I think you have captured the very essence of how we really ought to pray. I think most of us think like children when it comes to prayer. We think that because we went to our parents as a child and got what we asked that we can do likewise with God. Too many people believe that God should intervene when they really don’t understand that if He does intervene then that intervention possibly destroys something priceless that God has given us. I think one of the greatest gifts God has given us is the right to choose. However, in doing that, He has to stand by and watch terrible things happen because some choose to use their right to choose by choosing evil.
Many people ask – why would a loving Heavenly Father allow atrocities to happen? I believe that God allows those things to happen because there actually will be a judgment and we will be held accountable for the things we do. If God was to always intervene so that evil never happened there is no accountability, there is no purpose in Christ’s suffering. The reason Christ suffered was to pay for your bad deeds and mine – conditional however on our acceptance and following of Christ. He said, “If ye love me, keep my commandments.” Those that don’t keep His commandments, don’t love Him, and will not be forgiven of their misdeeds and will have to suffer for those misdeeds just as you punish a child that doesn’t change.
However, I have participated in what you might call miracles as I have placed my hands on my children’s heads when ill and had some remarkable things happen.
You stated, “We are so arrogant!
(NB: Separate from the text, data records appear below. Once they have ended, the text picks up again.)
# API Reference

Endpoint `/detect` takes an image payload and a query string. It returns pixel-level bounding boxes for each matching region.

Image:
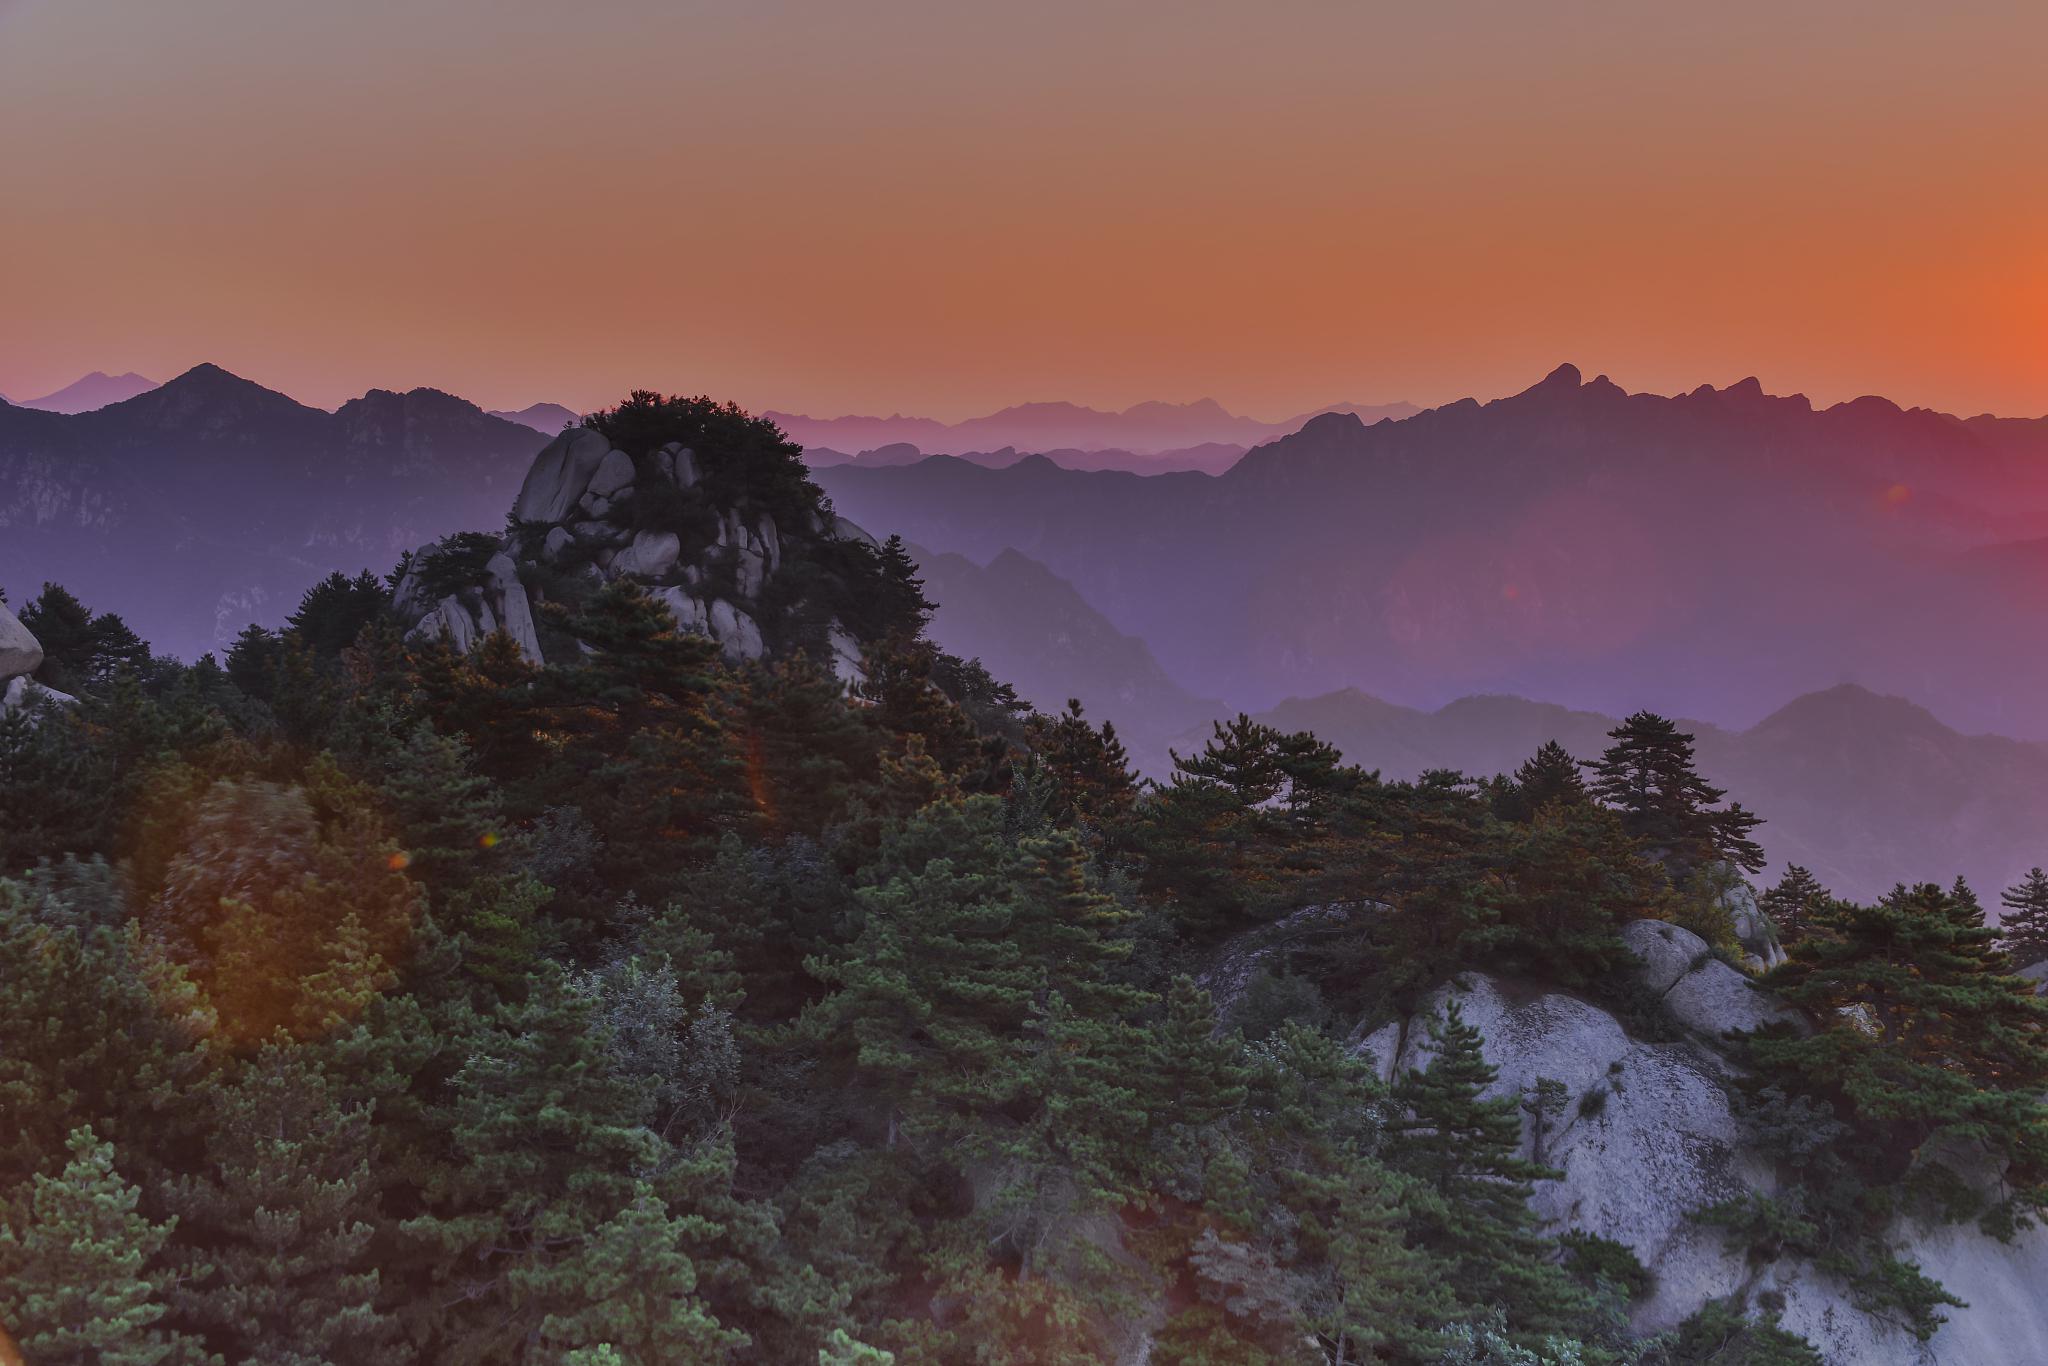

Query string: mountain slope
[816,366,2048,738]
[803,441,1249,475]
[771,396,1417,456]
[0,366,547,657]
[912,545,1221,757]
[488,401,579,434]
Whatever this God is, It clearly doesn’t perform according to how we think It ought and so, frustrated, we change our belief.”
But your comment on prayer is so true! In the Old Testament there is a verse that says, “My ways are not your ways, and my thoughts are not your thoughts, but as the Heavens are higher than the earth, so are my ways higher than your ways and my thoughts higher than your thoughts” This is what I find is the problem with much of Gretta’s teaching and the same for all atheists. Like the Russians when their first spaceship went into outer space they declared there was no god because they didn’t see him.
Why would God make Himself known to either the Russians or Gretta? Like it or not, there are rules to finding God. You must search for truth and when you find what you think is truth you must ask God if it is in humility, as a child asks a parent. When answers come, they come as a feeling of peace or warm feeling and you know. I can’t explain how I know – I just do. I know from personal experiences that God lives, that the stories in the New Testament are real because I have experienced similar experiences.
In James it says “If any of you lack wisdom (is there any of us that doesn’t lack wisdom) let him ask of God, that giveth to all men liberally, and upbraideth not, and it shall be given him. But let him ask in faith, nothing wavering. For he that wavereth is like a wave of the sea driven with the wind and tossed.
You don’t just ask God and think “So God – proove it!”. You have to ask in faith like a child asks (there’s the hard part – but you could say that’s a strong desire to know along with a willingness to accept, to be believing). But faith implies you are willing to live what you do know to the best of your ability in order to obtain an answer.
As Celia says, “keep the eyes and the ears open for the intervention to take place. Because it will. And does. Not in ways that align with my will but in ways that astonish and change and resurrect the selfish and self-centered being that I humbly am.” Excellent and thoughtful comments. That is the truth.